Fundamental Freedoms

Freedom of Speech > Charles de Gaulle

Charles de Gaulle, President of the Fifth Republic of France, was invited to Canada in 1967. He was a guest of honor during the Montreal World Fair. He received this invitation because of his fame as a French General and statesman, and because France and Canada had been cooperating to assist former French colonies. De Gaulle's residence was the flagship of the French navy - one of the largest, most powerful and most heavily armed cruisers in the world. It made quite an impression as it made its way up the St. Lawrence river to Montreal.
When De Gaulle gave his address, his host, Montreal Mayor Jean DRAPEAU was astonished at the new punchline of the text. The customary closing remarks had been replaced by an endorsement of Quebec separatism by De Gaulle: Vive La Montreal! Vive la Quebec! Vive Quebec Libre!
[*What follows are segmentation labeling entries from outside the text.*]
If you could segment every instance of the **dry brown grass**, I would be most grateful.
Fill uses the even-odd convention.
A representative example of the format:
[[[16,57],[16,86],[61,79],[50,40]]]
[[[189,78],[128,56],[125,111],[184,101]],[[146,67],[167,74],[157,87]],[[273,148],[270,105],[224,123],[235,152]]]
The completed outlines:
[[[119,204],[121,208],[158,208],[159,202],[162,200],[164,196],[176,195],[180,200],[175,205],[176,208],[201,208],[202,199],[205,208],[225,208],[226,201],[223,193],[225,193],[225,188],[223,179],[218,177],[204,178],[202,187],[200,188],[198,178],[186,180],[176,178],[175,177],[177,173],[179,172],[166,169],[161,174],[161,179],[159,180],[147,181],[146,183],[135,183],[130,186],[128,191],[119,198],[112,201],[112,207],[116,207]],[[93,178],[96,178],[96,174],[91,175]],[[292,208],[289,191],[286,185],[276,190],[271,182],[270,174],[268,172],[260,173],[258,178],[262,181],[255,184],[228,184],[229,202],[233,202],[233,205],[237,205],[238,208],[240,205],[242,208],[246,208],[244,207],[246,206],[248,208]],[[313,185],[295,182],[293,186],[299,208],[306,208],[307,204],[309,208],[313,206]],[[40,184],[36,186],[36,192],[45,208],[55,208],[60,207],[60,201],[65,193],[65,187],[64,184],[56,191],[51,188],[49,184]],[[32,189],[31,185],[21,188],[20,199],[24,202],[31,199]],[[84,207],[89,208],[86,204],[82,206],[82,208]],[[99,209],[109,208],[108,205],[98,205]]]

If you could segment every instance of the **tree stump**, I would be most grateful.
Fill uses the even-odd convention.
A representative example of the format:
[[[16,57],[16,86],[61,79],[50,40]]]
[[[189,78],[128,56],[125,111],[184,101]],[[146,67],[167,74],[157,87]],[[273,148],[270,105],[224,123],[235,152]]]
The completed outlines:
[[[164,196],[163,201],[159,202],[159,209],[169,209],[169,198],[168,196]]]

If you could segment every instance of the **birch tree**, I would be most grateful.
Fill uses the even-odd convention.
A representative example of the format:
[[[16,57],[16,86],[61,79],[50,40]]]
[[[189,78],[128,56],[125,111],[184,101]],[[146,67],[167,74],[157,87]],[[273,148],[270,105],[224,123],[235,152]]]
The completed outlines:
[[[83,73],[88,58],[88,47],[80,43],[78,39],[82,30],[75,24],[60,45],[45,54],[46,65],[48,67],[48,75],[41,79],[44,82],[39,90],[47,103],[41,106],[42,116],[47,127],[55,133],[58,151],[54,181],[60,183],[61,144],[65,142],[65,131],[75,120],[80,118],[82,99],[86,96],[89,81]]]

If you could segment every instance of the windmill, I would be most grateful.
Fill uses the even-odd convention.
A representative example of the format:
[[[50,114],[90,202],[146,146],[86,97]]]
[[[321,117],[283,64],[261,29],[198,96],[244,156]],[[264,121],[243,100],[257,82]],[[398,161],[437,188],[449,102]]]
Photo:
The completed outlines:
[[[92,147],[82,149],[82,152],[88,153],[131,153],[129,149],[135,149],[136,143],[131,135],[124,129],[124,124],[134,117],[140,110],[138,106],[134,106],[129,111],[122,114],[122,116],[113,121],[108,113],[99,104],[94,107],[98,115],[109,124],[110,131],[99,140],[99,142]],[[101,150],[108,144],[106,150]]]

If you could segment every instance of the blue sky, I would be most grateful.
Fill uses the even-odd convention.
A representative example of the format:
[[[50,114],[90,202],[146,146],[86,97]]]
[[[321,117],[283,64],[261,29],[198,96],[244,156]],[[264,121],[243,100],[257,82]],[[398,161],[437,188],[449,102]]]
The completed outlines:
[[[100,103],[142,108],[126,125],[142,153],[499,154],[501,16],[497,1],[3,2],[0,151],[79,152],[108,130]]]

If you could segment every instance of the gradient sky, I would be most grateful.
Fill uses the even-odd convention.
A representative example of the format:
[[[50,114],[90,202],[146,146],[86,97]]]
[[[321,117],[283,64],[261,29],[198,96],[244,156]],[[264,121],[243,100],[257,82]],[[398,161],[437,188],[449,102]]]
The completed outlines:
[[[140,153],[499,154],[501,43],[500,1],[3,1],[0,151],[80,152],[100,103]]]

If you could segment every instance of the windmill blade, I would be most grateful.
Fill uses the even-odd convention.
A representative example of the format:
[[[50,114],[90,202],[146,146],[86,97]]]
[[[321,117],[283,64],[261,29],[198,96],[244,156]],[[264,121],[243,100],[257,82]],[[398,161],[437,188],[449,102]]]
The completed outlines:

This phrase - Vive Quebec Libre! - was welcomed by Quebec separatists who wanted to secede Canada. However, most citizens of Canada felt offended by De Gaulle's appeal. Canada was perceived a free country, and Canadians, including Quebeckers, have been considered to enjoy liberty and more rights than many other nations in the world.

Charles de Gaulle

De Gaulle was immediately denounced by the mayor of Montreal Jean Drapeua for claiming that Canadians were not free. What right had the President of France to interfere with the domestic affairs of another nation? Canadian Prime Minister Lester Pearson demanded that De Gaulle be expelled from Canada. Most Canadians were angry that a national celebration had become an insult.